Peu de combattants occidentaux en première ligne
Mais parvenir sur un champ de bataille est encore une autre affaire pour les soldats venus de l’ouest. Les occidentaux sont souvent traités différemment, comme l’explique Wassim Nasr, journaliste et spécialiste des mouvements jihadistes dans un article de France 24:
“Beaucoup des jihadistes français évoluant en Syrie ne sont pas en première ligne, (..) en arrivant dans des camps d’entraînement, ils sont jugés, jaugés et chacun est affecté à un domaine de compétence en particulier : la communication sur les réseaux sociaux, les explosifs, la cuisine, etc.
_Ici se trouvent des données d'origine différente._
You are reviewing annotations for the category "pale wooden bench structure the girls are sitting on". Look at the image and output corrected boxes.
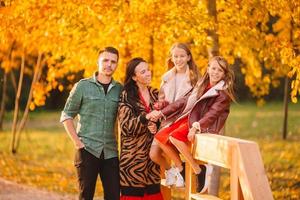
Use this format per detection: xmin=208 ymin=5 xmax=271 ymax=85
xmin=162 ymin=134 xmax=273 ymax=200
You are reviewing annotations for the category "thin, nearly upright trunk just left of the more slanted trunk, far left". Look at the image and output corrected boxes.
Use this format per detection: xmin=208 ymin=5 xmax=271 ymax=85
xmin=10 ymin=52 xmax=25 ymax=154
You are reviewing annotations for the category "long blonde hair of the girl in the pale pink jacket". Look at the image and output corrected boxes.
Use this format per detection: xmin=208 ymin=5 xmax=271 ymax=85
xmin=167 ymin=43 xmax=199 ymax=87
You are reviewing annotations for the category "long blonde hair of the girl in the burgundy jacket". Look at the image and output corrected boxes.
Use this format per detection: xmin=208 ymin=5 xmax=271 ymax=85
xmin=196 ymin=56 xmax=235 ymax=101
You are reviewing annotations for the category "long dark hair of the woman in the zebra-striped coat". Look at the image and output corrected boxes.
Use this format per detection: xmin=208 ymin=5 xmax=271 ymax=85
xmin=123 ymin=57 xmax=147 ymax=115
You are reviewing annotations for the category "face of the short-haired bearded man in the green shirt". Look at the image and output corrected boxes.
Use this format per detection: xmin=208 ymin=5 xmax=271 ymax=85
xmin=98 ymin=52 xmax=118 ymax=76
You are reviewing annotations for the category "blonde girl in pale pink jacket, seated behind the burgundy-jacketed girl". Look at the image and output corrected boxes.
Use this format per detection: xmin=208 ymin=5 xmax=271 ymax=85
xmin=150 ymin=43 xmax=199 ymax=186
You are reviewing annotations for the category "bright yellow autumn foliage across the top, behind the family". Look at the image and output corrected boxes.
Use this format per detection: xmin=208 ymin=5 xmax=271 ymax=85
xmin=0 ymin=0 xmax=300 ymax=108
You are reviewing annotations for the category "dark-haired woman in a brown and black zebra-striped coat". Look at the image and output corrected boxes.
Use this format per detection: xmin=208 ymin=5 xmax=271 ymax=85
xmin=118 ymin=58 xmax=163 ymax=200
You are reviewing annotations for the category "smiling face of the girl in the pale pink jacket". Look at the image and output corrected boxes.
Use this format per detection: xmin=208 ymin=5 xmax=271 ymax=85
xmin=171 ymin=47 xmax=191 ymax=71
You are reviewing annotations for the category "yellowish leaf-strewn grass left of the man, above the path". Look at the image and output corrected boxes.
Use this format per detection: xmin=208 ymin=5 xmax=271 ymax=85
xmin=0 ymin=112 xmax=102 ymax=196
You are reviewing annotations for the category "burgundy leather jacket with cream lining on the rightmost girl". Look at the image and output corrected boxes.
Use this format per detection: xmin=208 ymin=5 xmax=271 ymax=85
xmin=161 ymin=81 xmax=231 ymax=134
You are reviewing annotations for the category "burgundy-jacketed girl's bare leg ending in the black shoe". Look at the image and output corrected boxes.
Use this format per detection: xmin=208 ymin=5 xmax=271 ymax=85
xmin=169 ymin=136 xmax=201 ymax=174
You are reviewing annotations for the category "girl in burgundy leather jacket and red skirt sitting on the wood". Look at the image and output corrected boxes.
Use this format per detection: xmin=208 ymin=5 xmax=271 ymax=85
xmin=150 ymin=56 xmax=234 ymax=193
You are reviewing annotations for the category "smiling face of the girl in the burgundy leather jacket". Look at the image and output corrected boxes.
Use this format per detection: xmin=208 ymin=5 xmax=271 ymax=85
xmin=207 ymin=60 xmax=225 ymax=86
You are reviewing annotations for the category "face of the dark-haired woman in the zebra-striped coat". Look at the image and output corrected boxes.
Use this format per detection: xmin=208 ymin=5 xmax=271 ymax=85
xmin=132 ymin=62 xmax=151 ymax=86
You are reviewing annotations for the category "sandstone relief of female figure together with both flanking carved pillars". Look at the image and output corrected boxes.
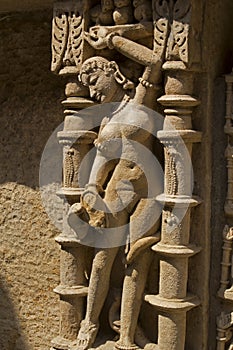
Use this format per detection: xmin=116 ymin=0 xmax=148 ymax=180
xmin=52 ymin=0 xmax=201 ymax=350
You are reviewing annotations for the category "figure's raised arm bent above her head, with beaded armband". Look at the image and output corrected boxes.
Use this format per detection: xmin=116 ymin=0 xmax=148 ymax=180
xmin=85 ymin=22 xmax=164 ymax=109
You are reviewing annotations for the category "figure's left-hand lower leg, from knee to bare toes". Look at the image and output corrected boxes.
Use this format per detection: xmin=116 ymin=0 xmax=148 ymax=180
xmin=74 ymin=247 xmax=118 ymax=350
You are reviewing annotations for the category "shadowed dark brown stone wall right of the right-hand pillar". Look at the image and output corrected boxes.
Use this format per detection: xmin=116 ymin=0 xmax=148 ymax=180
xmin=186 ymin=0 xmax=233 ymax=350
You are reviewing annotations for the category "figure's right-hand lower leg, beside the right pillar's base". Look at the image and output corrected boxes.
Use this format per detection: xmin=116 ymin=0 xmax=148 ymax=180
xmin=116 ymin=248 xmax=153 ymax=349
Il n’y a pas d’unités de combattants français sur le terrain, à la différence d’autres nationalités, comme les Marocains par exemple.”
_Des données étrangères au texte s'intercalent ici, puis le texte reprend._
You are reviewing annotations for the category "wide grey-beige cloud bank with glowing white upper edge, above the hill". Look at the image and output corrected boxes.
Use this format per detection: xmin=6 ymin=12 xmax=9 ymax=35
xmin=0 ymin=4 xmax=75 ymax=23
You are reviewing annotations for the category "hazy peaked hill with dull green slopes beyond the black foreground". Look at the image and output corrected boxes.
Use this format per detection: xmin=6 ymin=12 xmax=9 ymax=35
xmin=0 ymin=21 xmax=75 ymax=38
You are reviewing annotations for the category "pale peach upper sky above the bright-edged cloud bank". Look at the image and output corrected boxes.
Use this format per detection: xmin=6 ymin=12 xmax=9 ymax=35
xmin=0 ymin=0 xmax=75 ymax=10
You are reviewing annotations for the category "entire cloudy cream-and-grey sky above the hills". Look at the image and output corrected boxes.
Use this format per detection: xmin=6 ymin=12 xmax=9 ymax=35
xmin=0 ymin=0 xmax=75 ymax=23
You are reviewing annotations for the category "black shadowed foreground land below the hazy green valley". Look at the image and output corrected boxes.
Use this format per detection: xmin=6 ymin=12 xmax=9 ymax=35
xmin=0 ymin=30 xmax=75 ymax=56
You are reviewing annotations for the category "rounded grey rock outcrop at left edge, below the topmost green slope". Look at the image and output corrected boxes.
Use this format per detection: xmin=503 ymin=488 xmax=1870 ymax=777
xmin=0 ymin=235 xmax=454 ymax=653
Jean-Pierre Filiu, professeur à Sciences-Po Paris explique dans l’Express : “Le premier ordre que reçoit maintenant un volontaire européen quand il arrive en Syrie est de ramener cinq de ses copains et proches. On lui demande très vite de contacter de nouveaux candidats sur Facebook, Twitter et autres réseaux sociaux.”
La méfiance des officiers
Le comportement de ces occidentaux agace parfois les cadres du groupe État islamique. Dans l’article de France 24, le jihadiste Omar Omsen, critique les jeunes recrues : “Ils mangent des sandwichs toute la journée, vont au cyber le soir et c’est tout ce qu’ils font”.
David Thomson explique, toujours dans cet article, que “certains se sont vu rappeler à l’ordre par leur émir” à cause de leur comportement, notamment l’usage peu précautionneux qu’ils font des réseaux sociaux.
Cela accentue un peu plus les fractures entre les combattants locaux et étrangers : “Les jihadistes arabes leur reprochent [aux occidentaux] de ne pas parler l’arabe et surtout de ne pas être fiables (la peur de l’infiltration par des membres des services de renseignements)” explique à l’Orient le jour Alain Rodier, spécialiste du terrorisme. David Thomson estime que 90% des volontaires occidentaux ne parlent pas arabe.
Une fois embrigadé, difficile de fuir l’organisation. Le groupe confisque les passeports et menace de publier les noms et photos des déserteurs, selon le témoignage d’un repenti jihadiste européen.
Photo d’en-tête : Daech, naissance d’un État terroriste. Capture d’écran du documentaire, 10 février 2015, Arte, creative commons.